Once those limits are reached, national parties can then pay out unlimited sums for broadcast ads, so long as they do not collaborate with candidate committees while doing so — even to tell the committee to pull the ad.

This was the case with the Ford “bimbo” ad. Corker, who denounced the ad, was unable to demand directly that it be pulled from the airwaves.

“The ad could not be taken down at the request of the candidate or at the request of the party because it was being aired through an independent expenditure unit of the RNC,” Corker’s office said in a recent statement.

“If the candidate or the party had communicated directly with the independent expenditure unit, that communication would have put the parties involved in violation of federal law and Federal Election Commission regulations, and had the request been done knowingly and willfully, criminal sanctions could have resulted.”

But tweaking the law on coordinated expenditures may be easier said than done. Senate Democrats appear hesitant to open up the law and pile on unforeseen consequences, and some experts dispute that the problem is even that widespread.

“I think the problem we are trying to address is overstated,” said Marc Elias, a Democratic election lawyer at Perkins Coie in Washington, D.C., during his testimony before the committee Wednesday.

Elias, a lead lawyer in Sen. John Kerry’s (D-Mass.) failed 2004 presidential bid who also represents numerous Democratic candidates and party committees, said a primary concern is that any change in the law “will not be a rifle shot, but rather will be a shotgun blast.”

“[The] limits tie to a number of provisions and policies that are contained in” campaign finance law, Elias said at Wednesday’s hearing. “If you remove that provision, you are going to dramatically change and alter the landscape in which campaigns and parties operate.”

Elias also said that lifting the limits would have the greatest impact “in small states or Congressional districts where the party holding that seat is in the minority of the electorate.”

“Right now, one of the impediments to mounting competitive challenges in that circumstance is the inability of the party to recruit a candidate who can raise significant funds to make the seat competitive,” Elias continued. “That impediment would be removed … because parties will essentially be able to come in and take over the entire campaign.”

But Sen. Bob Bennett (R-Utah) and other Republicans disagree and are surprised the issue is even controversial. In fact, Bennett attempted to add the measure to a bill that would require Senators to file campaign finance disclosure statements electronically.

“I’m trying to clean up a particularly ridiculous aspect of campaign finance law to which — as far as I can tell — there is no objection,” Bennett said in a March 28 hearing on the disclosure bill.

Some called Bennett’s amendment a poison pill, and he removed it from the disclosure bill after Rules and Administration Chairwoman Dianne Feinstein (D-Calif.) agreed to schedule Wednesday’s hearing.

Senate Democratic leadership declined to comment on whether it will support the bill, which was sponsored by Corker, but Feinstein seemed skeptical.
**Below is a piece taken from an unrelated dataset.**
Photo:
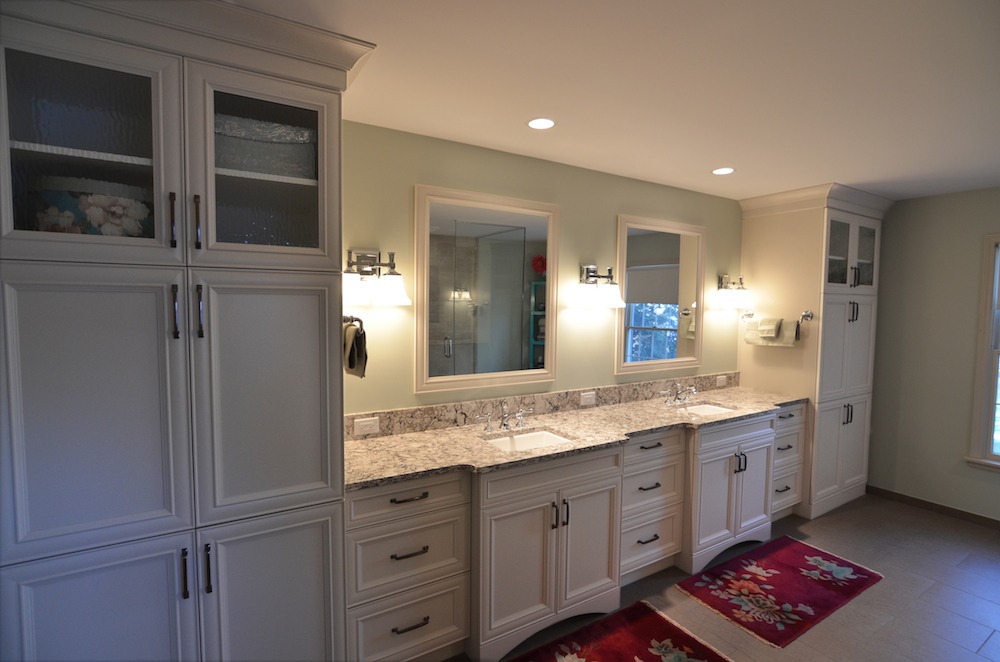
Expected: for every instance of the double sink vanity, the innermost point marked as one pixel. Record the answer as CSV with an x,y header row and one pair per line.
x,y
463,539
Senate GOP leadership supports the bill.

“Without the limits, many of us fear that the parties could essentially channel these higher amounts into the candidate’s campaign,” Feinstein said. “It could also allow the party to essentially move its own operation into a state and take over a flagging campaign. Before we open up a major loophole, I think we need to look long and hard at the ramifications.”